🤖 AI Summary
This work proposes mRNAutilus, a novel framework for end-to-end design of therapeutic mRNA transcripts that jointly optimizes coding sequences and untranslated regions (UTRs) to enhance mRNA stability, translational efficiency, and protein expression. Integrating a masked discrete diffusion model with Monte Carlo tree search, mRNAutilus simultaneously performs codon optimization and de novo UTR design within a unified generative process. A lightweight regressor operating in the embedding space predicts multiple functional properties, enabling Pareto-efficient multi-objective optimization to identify high-performing sequences. In zero-shot experiments, mRNAutilus-generated luciferase mRNAs achieved protein expression levels up to 400-fold higher than wild-type constructs, while SARS-CoV-2 spike protein mRNAs outperformed both commercial and clinical benchmarks. The framework further demonstrated significant improvements in diverse therapeutic contexts, including gene editing and targeted protein degradation.
📝 Abstract
Therapeutic mRNA design requires coordinating multiple interacting sequence features across the full transcript, where codon usage, untranslated regions (UTRs), and their coupling jointly determine stability, translation efficiency, and protein expression. Here, we present mRNA generation via unrolled trajectories and informed latent updates (mRNAutilus), a framework for simultaneous codon optimization and de novo UTR design directly from sequence. mRNAutilus combines a masked discrete diffusion model trained on millions of full-length mRNAs with Monte Carlo Tree Guidance to generate Pareto-efficient sequences under multiple functional objectives, using lightweight regressors over model embeddings to predict half-life, translation efficiency, and protein abundance.
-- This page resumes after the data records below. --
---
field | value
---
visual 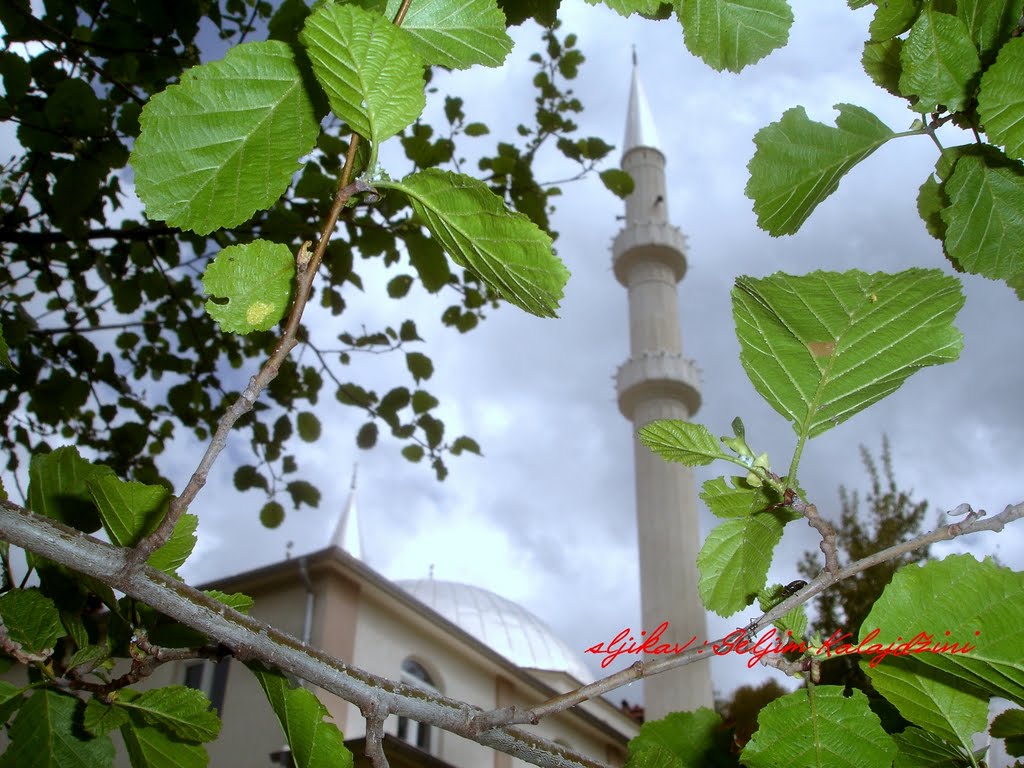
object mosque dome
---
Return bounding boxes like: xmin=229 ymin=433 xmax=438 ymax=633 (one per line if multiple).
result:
xmin=395 ymin=579 xmax=594 ymax=683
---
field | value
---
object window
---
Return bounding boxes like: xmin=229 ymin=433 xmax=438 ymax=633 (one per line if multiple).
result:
xmin=397 ymin=658 xmax=440 ymax=752
xmin=185 ymin=658 xmax=231 ymax=717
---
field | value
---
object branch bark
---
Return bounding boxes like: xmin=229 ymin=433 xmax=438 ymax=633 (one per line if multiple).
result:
xmin=0 ymin=501 xmax=607 ymax=768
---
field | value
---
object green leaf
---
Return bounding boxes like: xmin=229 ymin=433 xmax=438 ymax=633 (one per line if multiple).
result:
xmin=868 ymin=0 xmax=923 ymax=40
xmin=259 ymin=502 xmax=285 ymax=528
xmin=131 ymin=41 xmax=319 ymax=234
xmin=203 ymin=590 xmax=253 ymax=613
xmin=676 ymin=0 xmax=793 ymax=72
xmin=82 ymin=698 xmax=129 ymax=736
xmin=117 ymin=685 xmax=220 ymax=743
xmin=146 ymin=514 xmax=199 ymax=574
xmin=732 ymin=269 xmax=964 ymax=437
xmin=637 ymin=419 xmax=731 ymax=467
xmin=899 ymin=5 xmax=981 ymax=113
xmin=295 ymin=411 xmax=321 ymax=442
xmin=745 ymin=104 xmax=893 ymax=237
xmin=378 ymin=169 xmax=568 ymax=317
xmin=0 ymin=689 xmax=114 ymax=768
xmin=401 ymin=445 xmax=424 ymax=464
xmin=451 ymin=435 xmax=482 ymax=456
xmin=628 ymin=707 xmax=728 ymax=766
xmin=893 ymin=727 xmax=971 ymax=768
xmin=860 ymin=37 xmax=903 ymax=96
xmin=598 ymin=168 xmax=633 ymax=199
xmin=942 ymin=154 xmax=1024 ymax=282
xmin=249 ymin=667 xmax=352 ymax=768
xmin=697 ymin=509 xmax=800 ymax=616
xmin=0 ymin=589 xmax=65 ymax=654
xmin=700 ymin=477 xmax=771 ymax=519
xmin=299 ymin=3 xmax=426 ymax=146
xmin=956 ymin=0 xmax=1024 ymax=63
xmin=120 ymin=718 xmax=209 ymax=768
xmin=406 ymin=352 xmax=434 ymax=384
xmin=978 ymin=38 xmax=1024 ymax=158
xmin=861 ymin=555 xmax=1024 ymax=724
xmin=740 ymin=685 xmax=896 ymax=768
xmin=86 ymin=474 xmax=169 ymax=554
xmin=29 ymin=446 xmax=106 ymax=534
xmin=203 ymin=240 xmax=295 ymax=334
xmin=386 ymin=0 xmax=512 ymax=70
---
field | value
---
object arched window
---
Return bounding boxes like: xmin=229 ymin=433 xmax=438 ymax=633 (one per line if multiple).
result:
xmin=398 ymin=658 xmax=440 ymax=752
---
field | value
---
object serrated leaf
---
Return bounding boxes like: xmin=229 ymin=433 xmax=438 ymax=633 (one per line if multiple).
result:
xmin=868 ymin=0 xmax=923 ymax=40
xmin=117 ymin=685 xmax=220 ymax=743
xmin=697 ymin=509 xmax=800 ymax=616
xmin=860 ymin=37 xmax=903 ymax=96
xmin=29 ymin=446 xmax=106 ymax=534
xmin=941 ymin=155 xmax=1024 ymax=282
xmin=131 ymin=41 xmax=319 ymax=234
xmin=893 ymin=727 xmax=971 ymax=768
xmin=406 ymin=352 xmax=434 ymax=384
xmin=700 ymin=477 xmax=771 ymax=519
xmin=745 ymin=104 xmax=893 ymax=237
xmin=740 ymin=685 xmax=896 ymax=768
xmin=401 ymin=445 xmax=424 ymax=464
xmin=86 ymin=474 xmax=170 ymax=547
xmin=0 ymin=589 xmax=65 ymax=653
xmin=120 ymin=718 xmax=209 ymax=768
xmin=861 ymin=555 xmax=1024 ymax=720
xmin=899 ymin=5 xmax=981 ymax=113
xmin=259 ymin=502 xmax=285 ymax=528
xmin=203 ymin=240 xmax=295 ymax=334
xmin=676 ymin=0 xmax=793 ymax=72
xmin=598 ymin=168 xmax=634 ymax=199
xmin=378 ymin=169 xmax=568 ymax=317
xmin=637 ymin=419 xmax=730 ymax=467
xmin=956 ymin=0 xmax=1024 ymax=63
xmin=146 ymin=514 xmax=199 ymax=574
xmin=385 ymin=0 xmax=512 ymax=70
xmin=628 ymin=707 xmax=725 ymax=766
xmin=978 ymin=38 xmax=1024 ymax=158
xmin=82 ymin=698 xmax=129 ymax=736
xmin=249 ymin=667 xmax=352 ymax=768
xmin=203 ymin=590 xmax=254 ymax=613
xmin=295 ymin=411 xmax=321 ymax=442
xmin=732 ymin=269 xmax=964 ymax=437
xmin=299 ymin=3 xmax=426 ymax=146
xmin=0 ymin=688 xmax=114 ymax=768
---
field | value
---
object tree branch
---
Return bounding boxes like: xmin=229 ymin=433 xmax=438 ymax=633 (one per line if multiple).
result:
xmin=474 ymin=502 xmax=1024 ymax=728
xmin=0 ymin=501 xmax=607 ymax=768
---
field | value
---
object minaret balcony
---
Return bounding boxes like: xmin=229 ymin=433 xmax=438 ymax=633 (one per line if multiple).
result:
xmin=611 ymin=220 xmax=686 ymax=286
xmin=615 ymin=352 xmax=700 ymax=421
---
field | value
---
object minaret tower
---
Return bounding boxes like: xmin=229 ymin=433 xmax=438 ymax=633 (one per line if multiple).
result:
xmin=612 ymin=51 xmax=714 ymax=720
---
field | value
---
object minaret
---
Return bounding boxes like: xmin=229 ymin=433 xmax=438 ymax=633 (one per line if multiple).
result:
xmin=331 ymin=465 xmax=362 ymax=560
xmin=612 ymin=51 xmax=714 ymax=720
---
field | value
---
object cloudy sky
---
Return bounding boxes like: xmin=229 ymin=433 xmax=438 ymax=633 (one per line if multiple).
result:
xmin=168 ymin=0 xmax=1024 ymax=699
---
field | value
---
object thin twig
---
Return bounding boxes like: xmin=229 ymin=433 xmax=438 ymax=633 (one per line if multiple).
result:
xmin=362 ymin=707 xmax=390 ymax=768
xmin=130 ymin=141 xmax=370 ymax=565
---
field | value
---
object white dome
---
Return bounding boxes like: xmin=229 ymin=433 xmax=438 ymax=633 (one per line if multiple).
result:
xmin=395 ymin=579 xmax=594 ymax=683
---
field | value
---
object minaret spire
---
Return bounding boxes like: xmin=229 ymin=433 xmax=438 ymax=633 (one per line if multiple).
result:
xmin=331 ymin=464 xmax=362 ymax=560
xmin=612 ymin=57 xmax=714 ymax=720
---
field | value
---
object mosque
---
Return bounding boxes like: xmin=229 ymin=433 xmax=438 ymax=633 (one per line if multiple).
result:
xmin=146 ymin=57 xmax=713 ymax=768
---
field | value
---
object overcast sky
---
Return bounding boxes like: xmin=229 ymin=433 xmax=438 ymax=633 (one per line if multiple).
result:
xmin=151 ymin=0 xmax=1024 ymax=699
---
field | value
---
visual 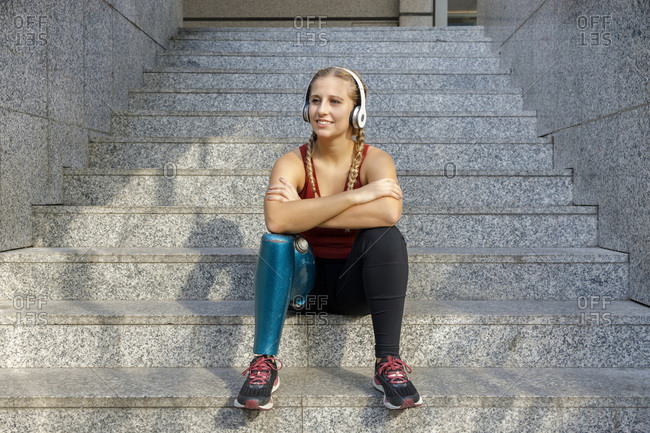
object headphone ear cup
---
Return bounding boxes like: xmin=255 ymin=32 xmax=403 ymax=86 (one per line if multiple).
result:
xmin=350 ymin=106 xmax=360 ymax=128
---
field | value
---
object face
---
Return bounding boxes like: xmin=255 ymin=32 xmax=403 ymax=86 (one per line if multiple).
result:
xmin=309 ymin=76 xmax=354 ymax=138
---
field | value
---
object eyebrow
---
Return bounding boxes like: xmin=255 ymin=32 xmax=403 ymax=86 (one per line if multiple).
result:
xmin=309 ymin=93 xmax=343 ymax=99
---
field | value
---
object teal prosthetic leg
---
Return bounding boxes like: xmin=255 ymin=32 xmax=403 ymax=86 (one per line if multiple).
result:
xmin=253 ymin=233 xmax=316 ymax=355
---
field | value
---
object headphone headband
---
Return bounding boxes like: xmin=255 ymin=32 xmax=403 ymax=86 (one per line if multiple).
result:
xmin=302 ymin=66 xmax=367 ymax=128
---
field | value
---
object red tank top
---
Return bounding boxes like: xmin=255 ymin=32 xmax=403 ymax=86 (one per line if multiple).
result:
xmin=299 ymin=143 xmax=369 ymax=259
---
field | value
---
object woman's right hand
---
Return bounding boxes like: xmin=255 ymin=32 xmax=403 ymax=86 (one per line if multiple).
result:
xmin=352 ymin=177 xmax=403 ymax=204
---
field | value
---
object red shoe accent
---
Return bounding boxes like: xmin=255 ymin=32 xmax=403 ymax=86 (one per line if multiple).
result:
xmin=376 ymin=355 xmax=411 ymax=383
xmin=242 ymin=356 xmax=283 ymax=384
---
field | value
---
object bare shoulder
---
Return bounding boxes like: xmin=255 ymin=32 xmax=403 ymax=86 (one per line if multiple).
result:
xmin=360 ymin=146 xmax=397 ymax=185
xmin=269 ymin=148 xmax=305 ymax=191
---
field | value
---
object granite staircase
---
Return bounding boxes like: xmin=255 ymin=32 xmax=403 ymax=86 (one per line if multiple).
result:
xmin=0 ymin=27 xmax=650 ymax=432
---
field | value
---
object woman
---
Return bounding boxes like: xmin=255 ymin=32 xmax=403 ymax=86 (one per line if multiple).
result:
xmin=235 ymin=67 xmax=422 ymax=410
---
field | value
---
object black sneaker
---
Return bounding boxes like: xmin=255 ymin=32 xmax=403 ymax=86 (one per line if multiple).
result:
xmin=235 ymin=355 xmax=282 ymax=410
xmin=372 ymin=355 xmax=422 ymax=409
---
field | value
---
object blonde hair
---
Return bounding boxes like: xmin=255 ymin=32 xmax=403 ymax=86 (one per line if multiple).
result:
xmin=306 ymin=66 xmax=368 ymax=233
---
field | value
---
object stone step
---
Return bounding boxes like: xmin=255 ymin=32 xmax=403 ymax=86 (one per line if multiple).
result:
xmin=167 ymin=38 xmax=493 ymax=57
xmin=128 ymin=88 xmax=523 ymax=111
xmin=0 ymin=364 xmax=650 ymax=433
xmin=88 ymin=135 xmax=553 ymax=170
xmin=171 ymin=24 xmax=492 ymax=42
xmin=0 ymin=246 xmax=628 ymax=302
xmin=0 ymin=299 xmax=650 ymax=368
xmin=142 ymin=67 xmax=513 ymax=92
xmin=111 ymin=107 xmax=537 ymax=140
xmin=156 ymin=50 xmax=505 ymax=74
xmin=32 ymin=205 xmax=598 ymax=249
xmin=63 ymin=168 xmax=573 ymax=206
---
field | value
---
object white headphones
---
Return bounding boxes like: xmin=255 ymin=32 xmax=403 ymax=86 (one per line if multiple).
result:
xmin=302 ymin=66 xmax=366 ymax=128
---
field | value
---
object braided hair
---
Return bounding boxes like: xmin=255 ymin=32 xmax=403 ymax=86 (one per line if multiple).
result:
xmin=306 ymin=67 xmax=368 ymax=233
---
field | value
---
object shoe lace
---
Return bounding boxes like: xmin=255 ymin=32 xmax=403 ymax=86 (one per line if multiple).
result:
xmin=377 ymin=355 xmax=411 ymax=383
xmin=242 ymin=356 xmax=282 ymax=385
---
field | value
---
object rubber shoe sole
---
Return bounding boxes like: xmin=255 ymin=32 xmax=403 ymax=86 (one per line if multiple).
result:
xmin=235 ymin=375 xmax=280 ymax=410
xmin=372 ymin=376 xmax=422 ymax=410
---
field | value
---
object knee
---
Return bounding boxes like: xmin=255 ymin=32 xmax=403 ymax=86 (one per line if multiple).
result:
xmin=355 ymin=226 xmax=407 ymax=257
Unlike recent methods that design coding sequences and UTRs separately or rely on post hoc assembly and screening, mRNAutilus generates complete transcripts in a single process optimized across properties. Across diverse targets, zero-shot mRNAs encoding P. pyralis luciferase achieve over 400-fold higher expression than wild-type and outperform commercial and machine learning-designed baselines, including zero-shot generative approaches. Zero-shot SARS-CoV-2 Spike mRNAs exceed clinically used and commercial constructs and match or surpass lab-optimized designs with improved durability. We further demonstrate generality in therapeutic settings, including prime editing (PEMax) and programmable proteome modulation, where mRNAutilus-designed constructs enhance expression of peptide-guided E3 ligases (uAbs) for beta-catenin degradation. These results establish a sequence-based, multi-objective framework for generating functional mRNAs tailored to diverse biological applications.